And Stockdale wouldn't let anything stop him from being the front man that he is. He even broke a string on his (assumedly) one guitar, leaving it to the stage tech to fix while he jumped into the crowd at the barrier. And not just for a few seconds while the string was changed, for a couple of songs because why not, I guess.
The band even took a "smoke" break halfway through the set, after some generous fan in the front row graciously tossed a pair of joints and a lighter onstage. For about ten minutes, Stockdale and Steele puffed while Peres jokingly banged out Bob Marley's "Stir It Up" on his bass. "You paid good money to come see us do this," Stockdale joked as he took another toke; the crowd ate up every second of it.
But it was the raw energy and standout playing of the entire trio that really made the night. "Colossal" was just that; "California Queen" had the die-hards melting; "New Crown," the title track to the new record, fit right in with the old stuff, and "Joker & the Thief" sent everyone home wondering why they don't listen to Wolfmother more regularly.
For a Monday, this was the best show possible.

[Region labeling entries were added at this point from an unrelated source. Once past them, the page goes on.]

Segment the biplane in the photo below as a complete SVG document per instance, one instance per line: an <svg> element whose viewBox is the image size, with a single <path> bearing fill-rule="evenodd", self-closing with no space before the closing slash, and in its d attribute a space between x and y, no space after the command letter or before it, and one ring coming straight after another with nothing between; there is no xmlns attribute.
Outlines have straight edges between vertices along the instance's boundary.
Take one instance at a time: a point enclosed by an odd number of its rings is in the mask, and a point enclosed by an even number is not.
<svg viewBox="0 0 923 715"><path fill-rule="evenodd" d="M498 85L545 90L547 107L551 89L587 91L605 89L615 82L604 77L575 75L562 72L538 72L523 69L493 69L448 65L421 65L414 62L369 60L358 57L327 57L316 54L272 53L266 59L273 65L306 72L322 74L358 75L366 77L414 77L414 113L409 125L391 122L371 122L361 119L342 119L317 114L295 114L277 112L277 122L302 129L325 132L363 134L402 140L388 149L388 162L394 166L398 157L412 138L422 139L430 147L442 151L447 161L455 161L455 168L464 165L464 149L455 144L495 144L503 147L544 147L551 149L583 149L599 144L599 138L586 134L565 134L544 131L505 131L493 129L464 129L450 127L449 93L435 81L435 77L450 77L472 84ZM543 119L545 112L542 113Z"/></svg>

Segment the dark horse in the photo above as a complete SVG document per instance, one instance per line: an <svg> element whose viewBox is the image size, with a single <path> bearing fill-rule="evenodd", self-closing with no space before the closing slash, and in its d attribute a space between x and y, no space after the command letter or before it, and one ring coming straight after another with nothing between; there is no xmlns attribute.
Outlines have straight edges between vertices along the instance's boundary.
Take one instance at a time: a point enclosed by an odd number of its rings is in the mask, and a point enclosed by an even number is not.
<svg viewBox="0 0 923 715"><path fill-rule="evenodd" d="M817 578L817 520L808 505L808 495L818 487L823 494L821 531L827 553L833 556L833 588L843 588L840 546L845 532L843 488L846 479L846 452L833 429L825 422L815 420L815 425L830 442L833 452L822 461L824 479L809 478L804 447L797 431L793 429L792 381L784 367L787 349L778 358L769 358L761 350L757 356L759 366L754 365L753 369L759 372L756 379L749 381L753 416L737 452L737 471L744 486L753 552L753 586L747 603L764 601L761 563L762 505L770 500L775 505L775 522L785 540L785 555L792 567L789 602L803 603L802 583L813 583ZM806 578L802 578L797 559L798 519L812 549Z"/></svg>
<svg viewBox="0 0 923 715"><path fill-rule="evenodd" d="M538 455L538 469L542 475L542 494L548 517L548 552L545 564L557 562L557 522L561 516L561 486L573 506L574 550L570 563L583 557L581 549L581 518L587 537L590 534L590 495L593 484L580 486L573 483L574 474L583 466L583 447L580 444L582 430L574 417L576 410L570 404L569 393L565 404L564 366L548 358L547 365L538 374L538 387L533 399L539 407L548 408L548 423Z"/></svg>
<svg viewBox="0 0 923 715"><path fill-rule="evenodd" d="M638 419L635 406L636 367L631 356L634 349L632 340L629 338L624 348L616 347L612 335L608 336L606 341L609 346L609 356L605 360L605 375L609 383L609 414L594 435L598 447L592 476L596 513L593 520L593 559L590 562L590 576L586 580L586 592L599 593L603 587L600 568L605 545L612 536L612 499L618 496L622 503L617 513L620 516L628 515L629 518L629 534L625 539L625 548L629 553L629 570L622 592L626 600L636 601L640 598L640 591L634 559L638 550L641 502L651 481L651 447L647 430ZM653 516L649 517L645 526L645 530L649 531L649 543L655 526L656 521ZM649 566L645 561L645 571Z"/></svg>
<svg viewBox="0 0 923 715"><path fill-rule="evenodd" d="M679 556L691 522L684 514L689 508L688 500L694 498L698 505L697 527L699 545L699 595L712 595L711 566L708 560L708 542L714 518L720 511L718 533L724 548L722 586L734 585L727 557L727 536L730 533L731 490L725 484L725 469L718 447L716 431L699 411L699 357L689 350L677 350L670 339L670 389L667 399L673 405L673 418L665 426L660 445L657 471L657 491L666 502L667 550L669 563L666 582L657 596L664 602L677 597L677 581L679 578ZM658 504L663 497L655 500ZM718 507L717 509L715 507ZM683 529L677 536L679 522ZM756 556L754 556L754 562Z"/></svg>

They've got longevity if Stockdale can keep the band together. He must be somewhat difficult to work with as exposed by the amount of different band members that have played with Wolfmother. This current incarnation seem to enjoy the stage together which was evident in how together they were from start to finish.
It was a highly enjoyable blues and psychedelic-rock show, one that kept it simple without too much overproduction. Guitar. Bass. Drums. What else do you need?
Personal Bias: As a casual fan, I was one of those in the latter category. I was tired from a long day, and wasn't really in a show-going mood, but between their rocking and with the whiskey flowing, it made it much easier to stay alive during and after the set.
The Crowd: Third-generation Zep fans.
Overheard In the Crowd: From my good buddy, Space City Rock's Jason Smith: "$35 for a ticket and the dude only has one guitar?!"
Random Notebook Dump: My only gripe about the band is that they have a certain cheese factor onstage. Stockdale made weird faces and has that whole curly-'fro thing going on, while Peres and Steele both looked like extras from the Pirates of the Caribbean movie series. Once you got past that, though, they had no problem rocking your face off.